One of the practical, and usually fun, outworkings of pastoral ministry is performing marriages. Yet as pastors, we are faced with a bit of a dilemma—we live in a culture of diverse peoples, backgrounds, and beliefs, yet the Bible doesn’t explicitly tell us which marriages we can oversee and which we cannot. In fact, the Bible doesn’t even tell us that as pastors we have to oversee wedding ceremonies, but it does tell us to obey the law of the land, and the law basically states that you either have to be a justice of the peace or some kind of recognized clergy-ish official to perform weddings. So, in the church it is up to us to perform them…

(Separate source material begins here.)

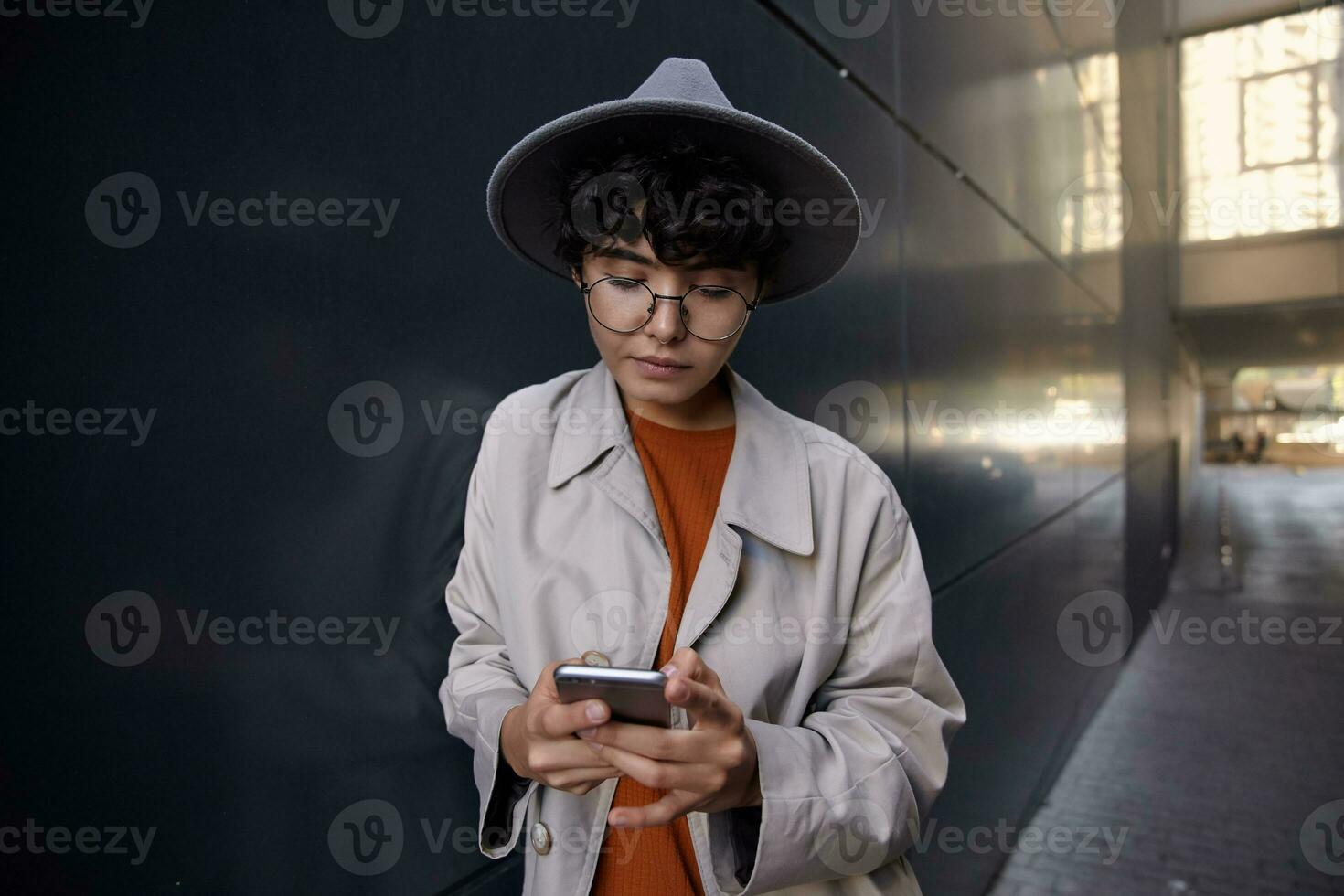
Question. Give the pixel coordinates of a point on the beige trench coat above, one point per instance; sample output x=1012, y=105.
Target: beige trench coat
x=811, y=603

Now as Christian ministers, there aren’t many people out there who would expect us to unite a Muslim couple or Buddhists or Mormons, but usually due to some family connection or history with the church there are a lot of people who tend to expect us to unite couples who are merely culturally Christian, or secular with some vague religious memories.
And here different pastors have different standards and opinions. Some are prone to perform a wedding for just about anyone (so long as it’s legal) with the attitude, “It’s an opportunity to share the Gospel.” Then there exists a spectrum all the way to the opposite end of only performing marriages for faithful followers of Jesus.
I tend to live on that end.
To my brothers who see it as an opportunity to share the Gospel, I understand your desire. You view the Gospel as the pinnacle of life and see counseling and the ceremony as the ability to share and attempt to persuade not just one but two people (or perhaps more with the involvement of family and friends) to truly follow Jesus. You are willing to perform such service in order to have that opportunity.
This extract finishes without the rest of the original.